When I was in high school, the cool thing to do was replace your car’s crappy speakers with a souped-up system, complete with a seizure-inducing subwoofer in the trunk. I remember driving to soccer practice in a friend’s Toyota 4Runner, the sub bumping rap so loudly that my ears bled. Or close enough. Point was, loud was proud and quality didn’t matter.
A decade on, I’ve changed, and so have car audio systems. Major car manufacturers know that most people listen to more music in their car, traveling to and from work, than they do at home. From BMW to Lincoln, Mercedes-Benz to Lexus, all manufacturers equip their vehicles — especially the luxury market offerings — with powerful audio systems. But it’s not as simple as putting more speakers, amps and subwoofers in a car; there’s a science to it.
“The car is a very complex cabin environment — it’s a much different beast than a room,” says Jonathan Pierce, senior engineer of acoustic systems at Harman International, the parent company for audio brands like AKG Acoustics, Harman/Kardon, JBL, Mark Levinson and Revel. (Harman International was also recently bought by Samsung for $8 billion.) Cars in the mid-1900s had simple speaker arrangements — sometimes just a single speaker in the dash — and as the years progressed automakers placed more and more speakers, yet none were properly tuned to the automobile’s cabinet. Cars in the Aughts, with their analog amplifiers, also lacked acoustic sophistication. “The invention of a digital amplifier changed the game,” Pierce explains. “It allowed us complete flexibility in ways that we never really imagined.”
The car is a very complex cabin environment — it’s a much different beast than a room.
Basically, when you’re listening to a properly tuned home theater system, you can sit centrally — “on-axis” — to hear the best-quality audio. The problem in cars is that there’s no “on-axis.” Every seat in the car — front, back, left, right, middle — gets a slightly different, suboptimal listening experience. For example, drivers hear sound from the left speakers before the right speakers, and so on. The digital amplifier brought surround sound to the vehicle, Pierce says, but it also delayed times and allowed for individual frequency response smoothing for all the speakers. “Now we actually have the ability to make every occupant enjoy the same kind of sound quality.”

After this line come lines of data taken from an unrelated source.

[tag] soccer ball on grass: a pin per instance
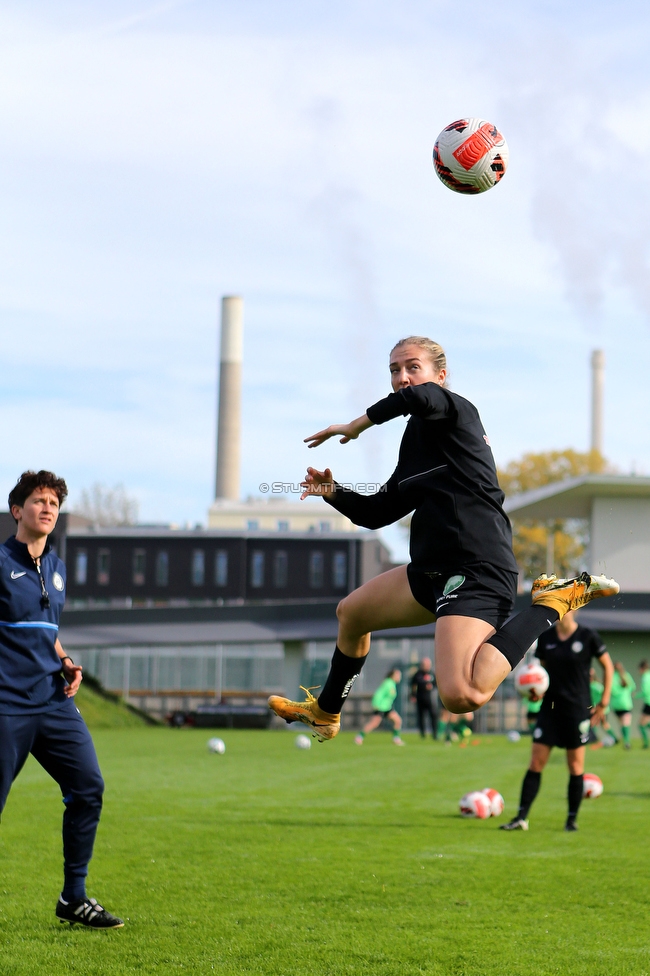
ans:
(497, 803)
(533, 677)
(592, 786)
(475, 804)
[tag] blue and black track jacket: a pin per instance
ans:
(30, 668)
(446, 476)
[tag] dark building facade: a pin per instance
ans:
(170, 566)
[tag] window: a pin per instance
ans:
(280, 568)
(198, 567)
(221, 568)
(339, 570)
(162, 568)
(103, 567)
(257, 568)
(316, 569)
(139, 563)
(81, 567)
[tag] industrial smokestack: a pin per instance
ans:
(597, 395)
(229, 420)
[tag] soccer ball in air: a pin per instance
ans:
(592, 786)
(470, 156)
(531, 678)
(475, 804)
(497, 803)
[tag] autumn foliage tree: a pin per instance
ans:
(558, 545)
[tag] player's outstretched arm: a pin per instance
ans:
(320, 483)
(71, 672)
(348, 432)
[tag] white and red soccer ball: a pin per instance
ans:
(470, 156)
(531, 678)
(497, 803)
(482, 804)
(592, 786)
(475, 804)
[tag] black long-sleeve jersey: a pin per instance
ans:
(446, 476)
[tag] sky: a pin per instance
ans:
(156, 156)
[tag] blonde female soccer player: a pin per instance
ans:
(462, 571)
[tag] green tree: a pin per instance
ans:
(558, 545)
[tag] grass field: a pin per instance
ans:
(338, 860)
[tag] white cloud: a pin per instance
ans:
(154, 161)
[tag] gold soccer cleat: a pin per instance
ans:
(565, 595)
(323, 725)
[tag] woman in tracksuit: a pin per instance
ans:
(462, 572)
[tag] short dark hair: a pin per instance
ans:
(29, 481)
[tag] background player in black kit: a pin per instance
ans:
(462, 572)
(566, 715)
(422, 685)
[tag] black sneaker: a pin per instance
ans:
(517, 823)
(87, 911)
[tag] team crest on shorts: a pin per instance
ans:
(452, 584)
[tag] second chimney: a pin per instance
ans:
(597, 396)
(229, 421)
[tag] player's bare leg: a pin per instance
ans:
(382, 603)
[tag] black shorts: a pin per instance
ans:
(565, 725)
(478, 590)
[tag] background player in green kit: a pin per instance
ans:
(531, 715)
(644, 694)
(382, 703)
(596, 689)
(623, 687)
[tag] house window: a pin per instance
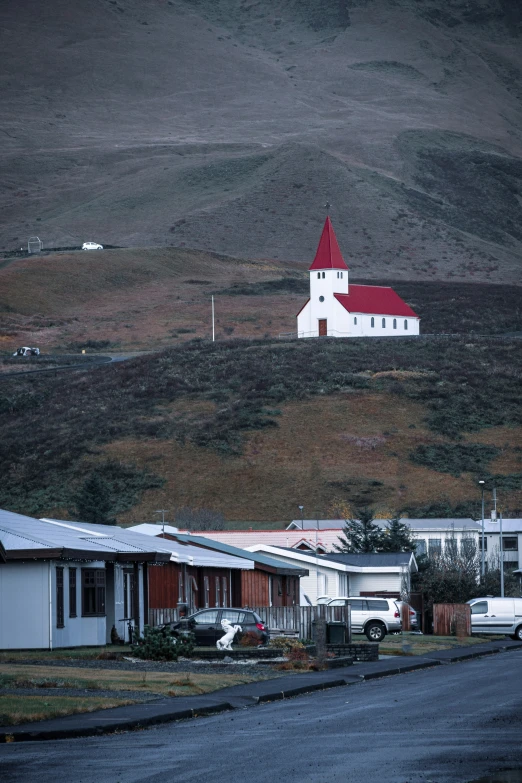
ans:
(93, 592)
(72, 592)
(59, 598)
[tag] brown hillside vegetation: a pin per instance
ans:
(225, 125)
(254, 428)
(142, 299)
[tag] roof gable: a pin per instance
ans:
(374, 299)
(328, 255)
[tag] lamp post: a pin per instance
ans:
(483, 559)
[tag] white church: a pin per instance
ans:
(337, 309)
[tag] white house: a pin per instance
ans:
(340, 574)
(339, 309)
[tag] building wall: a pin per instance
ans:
(255, 588)
(24, 606)
(386, 582)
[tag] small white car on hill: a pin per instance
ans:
(91, 246)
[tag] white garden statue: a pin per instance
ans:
(225, 643)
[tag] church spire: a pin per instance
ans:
(328, 255)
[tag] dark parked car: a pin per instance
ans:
(206, 625)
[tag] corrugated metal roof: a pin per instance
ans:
(256, 556)
(21, 533)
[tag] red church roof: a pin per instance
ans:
(374, 299)
(328, 255)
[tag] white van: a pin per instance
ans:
(497, 615)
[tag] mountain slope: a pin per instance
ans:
(225, 125)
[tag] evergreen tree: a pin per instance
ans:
(397, 537)
(361, 534)
(93, 502)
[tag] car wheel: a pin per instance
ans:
(375, 632)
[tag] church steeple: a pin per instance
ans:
(328, 255)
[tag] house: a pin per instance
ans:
(269, 583)
(431, 535)
(68, 584)
(337, 308)
(339, 574)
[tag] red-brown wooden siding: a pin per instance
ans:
(254, 588)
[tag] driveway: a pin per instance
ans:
(450, 724)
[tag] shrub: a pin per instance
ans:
(158, 644)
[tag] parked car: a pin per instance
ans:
(91, 246)
(414, 618)
(206, 625)
(25, 351)
(374, 617)
(497, 616)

There are other differences between a room and car that audio engineers have to veer around. A car has sound reflections, with reverberations coming off windows and seats, along with miscellaneous rattles and engine noise. Pierce said audio engineers are able to compensate these things through benchmarking — controlled studies during development of the car. (Audio engineers have the benefit of early access, sometimes years in advance, to future car models.)
Not all cars will have branded audio systems; Base models of any vehicle will have fewer frills (lower technology, fewer speakers). But when you buy a new luxury car, you’re are also purchasing a specific sound system. Bose makes the systems for Cadillac, Burmester for Porsche, and Bang & Olufsen for Audi — and each system is a little different.
Mark Levinson, for example, makes the custom sound systems for Lexus’s high-end models, like the ES, GS, GX, LX and RC; and it prides itself on eliminating distortion almost completely out of their amplifiers. Revel, on the other hand, partnered with Lincoln and brought its Revel and Revel Ultima audio systems to the all-new Lincoln MKX. Its systems feature a technology called point source architecture, which position the tweeters and midrange speakers closely together for great sound fidelity. You’re getting a great surround sound experience from every seat in the cabin. (Makes sense, since Revel is best known for elite home theater systems.)
As for the next frontier of car audio, Pierce believes it’s height channels: adding speakers to the car’s headliner to add a sense of ambiance. It’d be a gateway for newer technologies, like Dolby Atmos, to deliver an additional dimension to car audio — think a concert hall–level experience, all while driving 65 mph. Pair that with an autonomous driving system, and you have a personal theater on wheels. And hell, that might even make traffic worth your time.